Machine Learning Engineer (AI/LLM) - Mercari
Salary not provided
Machine Learning Engineer, AI/LLM
- Employment Status: Full-time
- Work Hours: Full Flextime (no core time)
- Office: Roppongi
- English Language Required
Organization & Team Mission
The AI/LLM Team focuses on three core pillars: product, enablement, and research, delivering new AI-driven features and user experiences to maximize product-facing impact. The team works on both independent initiatives and horizontal collaborations with product, engineering, and research teams across the organization.

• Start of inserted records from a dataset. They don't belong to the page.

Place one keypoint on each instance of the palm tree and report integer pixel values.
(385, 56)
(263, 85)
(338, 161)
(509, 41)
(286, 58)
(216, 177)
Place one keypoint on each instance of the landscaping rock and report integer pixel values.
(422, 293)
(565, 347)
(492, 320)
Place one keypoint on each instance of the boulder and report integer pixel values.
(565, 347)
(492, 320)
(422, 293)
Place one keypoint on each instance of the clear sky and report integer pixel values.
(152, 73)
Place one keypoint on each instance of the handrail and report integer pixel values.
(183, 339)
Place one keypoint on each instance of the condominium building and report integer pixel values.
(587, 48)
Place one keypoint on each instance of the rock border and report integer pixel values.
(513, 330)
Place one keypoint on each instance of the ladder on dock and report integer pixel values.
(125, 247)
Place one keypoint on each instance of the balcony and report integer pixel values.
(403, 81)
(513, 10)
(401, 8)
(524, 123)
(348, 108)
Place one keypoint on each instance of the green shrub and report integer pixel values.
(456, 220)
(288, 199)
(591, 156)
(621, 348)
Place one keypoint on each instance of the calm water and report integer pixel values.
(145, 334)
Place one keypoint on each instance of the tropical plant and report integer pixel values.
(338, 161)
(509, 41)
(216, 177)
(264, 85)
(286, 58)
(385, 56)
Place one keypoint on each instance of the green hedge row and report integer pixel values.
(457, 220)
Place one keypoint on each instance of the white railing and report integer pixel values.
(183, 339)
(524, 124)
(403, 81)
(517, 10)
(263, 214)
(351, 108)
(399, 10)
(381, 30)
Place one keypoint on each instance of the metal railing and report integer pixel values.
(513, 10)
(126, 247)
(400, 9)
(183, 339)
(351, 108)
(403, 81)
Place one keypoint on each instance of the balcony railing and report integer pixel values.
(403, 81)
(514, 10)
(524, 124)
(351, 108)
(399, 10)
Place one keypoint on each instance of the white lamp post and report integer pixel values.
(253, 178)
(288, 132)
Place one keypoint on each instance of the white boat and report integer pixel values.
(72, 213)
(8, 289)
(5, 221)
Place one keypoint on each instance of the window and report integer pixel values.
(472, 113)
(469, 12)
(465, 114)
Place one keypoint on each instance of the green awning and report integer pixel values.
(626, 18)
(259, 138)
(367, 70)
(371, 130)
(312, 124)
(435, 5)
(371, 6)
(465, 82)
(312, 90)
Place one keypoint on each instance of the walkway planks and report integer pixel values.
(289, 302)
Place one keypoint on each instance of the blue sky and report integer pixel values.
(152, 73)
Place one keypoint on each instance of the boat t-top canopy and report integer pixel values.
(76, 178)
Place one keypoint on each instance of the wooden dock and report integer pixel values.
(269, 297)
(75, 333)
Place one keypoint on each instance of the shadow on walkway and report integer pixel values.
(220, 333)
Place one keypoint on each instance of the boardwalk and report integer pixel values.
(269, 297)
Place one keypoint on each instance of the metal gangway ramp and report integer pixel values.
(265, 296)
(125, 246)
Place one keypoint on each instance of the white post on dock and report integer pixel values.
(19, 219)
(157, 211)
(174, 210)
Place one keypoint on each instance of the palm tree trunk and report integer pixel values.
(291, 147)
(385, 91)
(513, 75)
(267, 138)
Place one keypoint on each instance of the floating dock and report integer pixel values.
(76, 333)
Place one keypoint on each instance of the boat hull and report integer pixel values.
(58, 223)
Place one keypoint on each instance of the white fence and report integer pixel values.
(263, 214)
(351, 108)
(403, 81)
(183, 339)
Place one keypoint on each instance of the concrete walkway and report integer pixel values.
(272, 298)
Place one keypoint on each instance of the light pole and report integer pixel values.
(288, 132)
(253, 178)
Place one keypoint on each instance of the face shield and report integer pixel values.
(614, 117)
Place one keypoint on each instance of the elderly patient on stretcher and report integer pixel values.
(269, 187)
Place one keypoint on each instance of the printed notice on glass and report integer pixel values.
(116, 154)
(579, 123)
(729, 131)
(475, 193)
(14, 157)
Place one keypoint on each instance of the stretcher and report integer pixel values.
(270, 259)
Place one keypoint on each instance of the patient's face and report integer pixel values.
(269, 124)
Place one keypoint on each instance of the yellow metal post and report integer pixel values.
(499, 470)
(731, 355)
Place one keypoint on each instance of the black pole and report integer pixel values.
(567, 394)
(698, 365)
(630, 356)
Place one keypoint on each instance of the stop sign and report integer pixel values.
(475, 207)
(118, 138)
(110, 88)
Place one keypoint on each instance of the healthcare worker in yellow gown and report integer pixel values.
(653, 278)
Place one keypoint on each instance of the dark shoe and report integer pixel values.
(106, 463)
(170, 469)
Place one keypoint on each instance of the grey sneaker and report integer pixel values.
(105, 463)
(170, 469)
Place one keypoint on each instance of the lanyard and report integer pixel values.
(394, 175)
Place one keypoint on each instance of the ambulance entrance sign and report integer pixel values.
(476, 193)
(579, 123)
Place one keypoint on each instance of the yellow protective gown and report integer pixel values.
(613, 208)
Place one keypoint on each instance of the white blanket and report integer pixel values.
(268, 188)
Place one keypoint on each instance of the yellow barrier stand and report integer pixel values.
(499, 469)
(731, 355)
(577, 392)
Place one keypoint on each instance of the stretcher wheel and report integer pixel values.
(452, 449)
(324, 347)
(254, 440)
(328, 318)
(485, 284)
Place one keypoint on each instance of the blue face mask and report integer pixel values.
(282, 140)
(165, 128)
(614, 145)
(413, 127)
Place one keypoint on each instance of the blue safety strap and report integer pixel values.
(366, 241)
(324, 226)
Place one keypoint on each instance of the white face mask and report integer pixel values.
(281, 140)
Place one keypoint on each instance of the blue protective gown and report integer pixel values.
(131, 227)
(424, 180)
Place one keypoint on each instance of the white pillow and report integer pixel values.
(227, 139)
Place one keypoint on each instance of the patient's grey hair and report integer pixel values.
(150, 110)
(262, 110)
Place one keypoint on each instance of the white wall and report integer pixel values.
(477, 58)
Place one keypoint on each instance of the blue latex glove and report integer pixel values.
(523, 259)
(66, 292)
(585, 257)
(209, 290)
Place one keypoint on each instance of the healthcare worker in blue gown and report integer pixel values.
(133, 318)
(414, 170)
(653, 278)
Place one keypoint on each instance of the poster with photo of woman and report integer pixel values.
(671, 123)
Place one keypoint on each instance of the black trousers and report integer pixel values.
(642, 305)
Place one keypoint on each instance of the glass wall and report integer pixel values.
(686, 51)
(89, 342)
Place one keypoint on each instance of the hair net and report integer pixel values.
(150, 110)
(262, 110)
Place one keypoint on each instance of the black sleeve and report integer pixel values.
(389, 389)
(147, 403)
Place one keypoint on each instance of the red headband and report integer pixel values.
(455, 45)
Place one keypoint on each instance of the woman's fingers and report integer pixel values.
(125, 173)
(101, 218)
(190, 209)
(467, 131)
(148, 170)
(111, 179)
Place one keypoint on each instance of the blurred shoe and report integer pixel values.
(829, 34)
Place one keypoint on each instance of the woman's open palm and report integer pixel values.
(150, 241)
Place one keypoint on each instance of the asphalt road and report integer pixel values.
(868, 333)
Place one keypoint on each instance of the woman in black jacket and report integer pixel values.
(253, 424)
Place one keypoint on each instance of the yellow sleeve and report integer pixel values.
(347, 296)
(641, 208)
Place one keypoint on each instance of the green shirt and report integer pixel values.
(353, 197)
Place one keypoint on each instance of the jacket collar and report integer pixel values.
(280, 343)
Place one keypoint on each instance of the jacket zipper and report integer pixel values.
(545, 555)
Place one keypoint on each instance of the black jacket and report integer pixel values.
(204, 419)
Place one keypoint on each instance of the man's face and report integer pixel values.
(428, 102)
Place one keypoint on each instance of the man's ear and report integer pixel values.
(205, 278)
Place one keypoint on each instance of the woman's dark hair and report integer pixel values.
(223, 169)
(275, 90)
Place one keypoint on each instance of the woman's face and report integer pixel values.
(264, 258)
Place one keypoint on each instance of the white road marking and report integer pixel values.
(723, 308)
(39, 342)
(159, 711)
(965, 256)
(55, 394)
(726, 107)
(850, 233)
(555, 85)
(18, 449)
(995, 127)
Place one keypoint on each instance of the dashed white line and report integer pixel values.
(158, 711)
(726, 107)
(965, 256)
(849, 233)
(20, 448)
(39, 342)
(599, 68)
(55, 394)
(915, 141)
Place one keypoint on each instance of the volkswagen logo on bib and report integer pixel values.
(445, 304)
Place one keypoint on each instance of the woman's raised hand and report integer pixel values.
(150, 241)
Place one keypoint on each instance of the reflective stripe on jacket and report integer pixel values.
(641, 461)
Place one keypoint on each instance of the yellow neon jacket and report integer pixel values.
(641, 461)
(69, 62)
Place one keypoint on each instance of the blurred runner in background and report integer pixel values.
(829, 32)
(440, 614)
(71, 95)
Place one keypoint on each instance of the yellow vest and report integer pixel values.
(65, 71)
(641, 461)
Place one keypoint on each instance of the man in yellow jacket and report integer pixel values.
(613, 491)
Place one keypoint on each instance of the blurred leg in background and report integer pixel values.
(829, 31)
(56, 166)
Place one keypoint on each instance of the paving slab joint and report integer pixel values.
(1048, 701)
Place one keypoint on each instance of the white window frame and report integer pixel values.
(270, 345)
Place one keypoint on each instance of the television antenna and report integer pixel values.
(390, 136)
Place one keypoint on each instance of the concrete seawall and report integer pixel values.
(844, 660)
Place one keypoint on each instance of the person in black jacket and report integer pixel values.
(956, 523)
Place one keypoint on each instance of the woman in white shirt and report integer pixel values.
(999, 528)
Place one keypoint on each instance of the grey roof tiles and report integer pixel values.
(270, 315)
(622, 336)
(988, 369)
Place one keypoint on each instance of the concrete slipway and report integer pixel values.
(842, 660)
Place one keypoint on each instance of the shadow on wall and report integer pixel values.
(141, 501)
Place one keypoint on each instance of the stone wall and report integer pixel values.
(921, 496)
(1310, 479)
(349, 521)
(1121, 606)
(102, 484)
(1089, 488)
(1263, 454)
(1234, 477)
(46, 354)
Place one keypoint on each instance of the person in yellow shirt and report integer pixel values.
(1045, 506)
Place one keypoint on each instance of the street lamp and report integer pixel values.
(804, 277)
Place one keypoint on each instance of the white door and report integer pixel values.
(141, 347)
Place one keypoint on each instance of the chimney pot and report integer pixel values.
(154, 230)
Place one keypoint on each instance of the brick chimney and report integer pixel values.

As a machine learning engineer, you will develop ML architecture and feature engineering solutions impacting multiple business areas, including internal tooling.
Work Responsibilities
- Develop and Optimize ML Models: Design, build, and optimize machine learning models to solve complex problems, focusing on performance and scalability for large-scale production systems.
- Feature Engineering: Improve robustness and accuracy of ML models through deep feature engineering, especially in NLP, computer vision, and multimodal learning.
- Model Deployment and Integration: Integrate ML solutions into existing products and services in collaboration with cross-functional teams.
- Research and Innovation: Stay updated with the latest research and advancements in AI, machine learning, NLP, and computer vision.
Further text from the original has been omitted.